Skip to main content

Alerts & Notifications

Configurable alert rules with metric thresholds, event counts, anomaly detection, and status change triggers. Multi-channel notifications via email, Slack, webhooks, and SMS.

Overview

EdgeFlow's alert system monitors device metrics and events, triggering notifications when configurable thresholds are breached.
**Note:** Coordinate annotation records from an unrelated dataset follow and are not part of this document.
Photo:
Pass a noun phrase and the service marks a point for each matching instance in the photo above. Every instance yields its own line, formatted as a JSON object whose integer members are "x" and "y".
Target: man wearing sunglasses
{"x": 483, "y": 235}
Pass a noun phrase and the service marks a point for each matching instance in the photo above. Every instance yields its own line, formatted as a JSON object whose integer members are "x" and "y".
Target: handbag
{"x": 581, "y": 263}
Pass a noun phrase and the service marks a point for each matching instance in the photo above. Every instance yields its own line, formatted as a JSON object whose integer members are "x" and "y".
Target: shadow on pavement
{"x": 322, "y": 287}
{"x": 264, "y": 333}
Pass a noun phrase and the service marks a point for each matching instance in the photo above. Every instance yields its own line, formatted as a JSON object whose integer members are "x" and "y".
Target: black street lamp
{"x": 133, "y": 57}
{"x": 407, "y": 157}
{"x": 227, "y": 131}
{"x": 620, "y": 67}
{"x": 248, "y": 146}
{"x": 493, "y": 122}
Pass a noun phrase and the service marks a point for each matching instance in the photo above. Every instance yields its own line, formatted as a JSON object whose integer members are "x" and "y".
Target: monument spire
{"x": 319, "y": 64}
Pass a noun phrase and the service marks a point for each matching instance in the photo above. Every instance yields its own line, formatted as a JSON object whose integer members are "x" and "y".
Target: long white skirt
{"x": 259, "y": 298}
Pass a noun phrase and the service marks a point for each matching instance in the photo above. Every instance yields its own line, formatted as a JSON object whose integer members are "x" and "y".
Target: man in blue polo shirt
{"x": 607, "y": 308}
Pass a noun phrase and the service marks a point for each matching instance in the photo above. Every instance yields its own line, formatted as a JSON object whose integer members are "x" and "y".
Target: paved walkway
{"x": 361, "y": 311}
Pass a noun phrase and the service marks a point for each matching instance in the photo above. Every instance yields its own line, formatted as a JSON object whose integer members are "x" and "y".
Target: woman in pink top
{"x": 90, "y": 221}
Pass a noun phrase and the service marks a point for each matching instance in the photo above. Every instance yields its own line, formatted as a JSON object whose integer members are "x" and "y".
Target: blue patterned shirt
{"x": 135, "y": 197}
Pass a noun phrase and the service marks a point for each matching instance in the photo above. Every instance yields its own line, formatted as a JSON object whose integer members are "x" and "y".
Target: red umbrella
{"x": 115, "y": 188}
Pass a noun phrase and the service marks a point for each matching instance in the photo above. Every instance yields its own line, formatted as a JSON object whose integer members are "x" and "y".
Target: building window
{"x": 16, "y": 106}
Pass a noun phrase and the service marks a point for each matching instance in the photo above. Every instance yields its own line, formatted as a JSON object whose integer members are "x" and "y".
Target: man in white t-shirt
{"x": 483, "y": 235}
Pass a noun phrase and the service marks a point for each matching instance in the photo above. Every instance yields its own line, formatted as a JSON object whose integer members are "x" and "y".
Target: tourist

Alert rules support multiple trigger types and can send notifications through email, Slack, webhooks, and SMS channels.

Alert Rule Types

Type Description Example
metric_threshold Trigger when a metric exceeds a value CPU > 90% for 5 minutes
event_count Trigger when event frequency exceeds a count More than 10 errors in 1 hour
anomaly ML-based anomaly detection on metrics Unusual memory usage pattern
status_change Trigger on device or flow state change Device goes offline

Severity Levels

Severity Description
Critical Immediate attention required, service impact
High Significant issue, may cause service degradation
Medium Notable condition, should be investigated
Low Minor issue, informational
Info Informational only, no action needed

Alert States

┌─────────┐   threshold   ┌─────────┐   acknowledge   ┌──────────────┐
│  (none) │──────────────>│ Firing  │────────────────>│ Acknowledged │
└─────────┘    breached   └────┬────┘                 └──────┬───────┘
                               │                             │
                          condition                     auto-resolve
                          clears                             │
                               │                             │
                               ▼                             ▼
                          ┌──────────┐                ┌──────────┐
                          │ Resolved │                │ Resolved │
                          └──────────┘                └──────────┘

Notification Channels

Each alert rule can send notifications to multiple channels simultaneously:

Channel Description
Email SMTP-based email notifications with templates
Slack Slack channel messages via webhook
Webhooks HTTP POST to custom endpoints
SMS Text messages via Twilio

Alert Rule Configuration

# Create an alert rule
POST /api/v1/alerts
{
  "name": "High CPU Alert",
  "description": "Alert when CPU exceeds 90% for 5 minutes",
  "type": "metric_threshold",
  "severity": "high",
  "enabled": true,
  "metric": "cpu_usage_percent",
  "condition": "greater_than",
  "threshold": 90,
  "evaluation_interval": 60,
  "evaluation_window": 300,
  "threshold_count": 5,
  "device_id": "dev_abc123",
  "notification_channels": [
    {"type": "email", "config": {"to": "ops@acme.com"}},
    {"type": "slack", "config": {"webhook_url": "https://hooks.slack.com/..."}}
  ],
  "labels": {"team": "ops", "environment": "production"},
  "annotations": {"runbook": "https://wiki.acme.com/high-cpu"}
}

Alert Rule Parameters

Parameter Description
evaluation_interval How often the rule is checked (seconds)
evaluation_window Time window for metric aggregation (seconds)
threshold_count Number of breaches before alert fires
labels Key-value metadata for filtering and grouping
annotations Additional context (runbook URLs, descriptions)

Alert Management

# List all alerts
GET /api/v1/alerts

# Get alert details
GET /api/v1/alerts/:id

# Update alert rule
PUT /api/v1/alerts/:id

# Delete alert rule
DELETE /api/v1/alerts/:id

# Acknowledge a firing alert
POST /api/v1/alerts/:id/acknowledge

Throttling

Alert notifications include built-in throttling to prevent notification storms. Once an alert fires, duplicate notifications for the same rule are suppressed for a configurable period before re-alerting.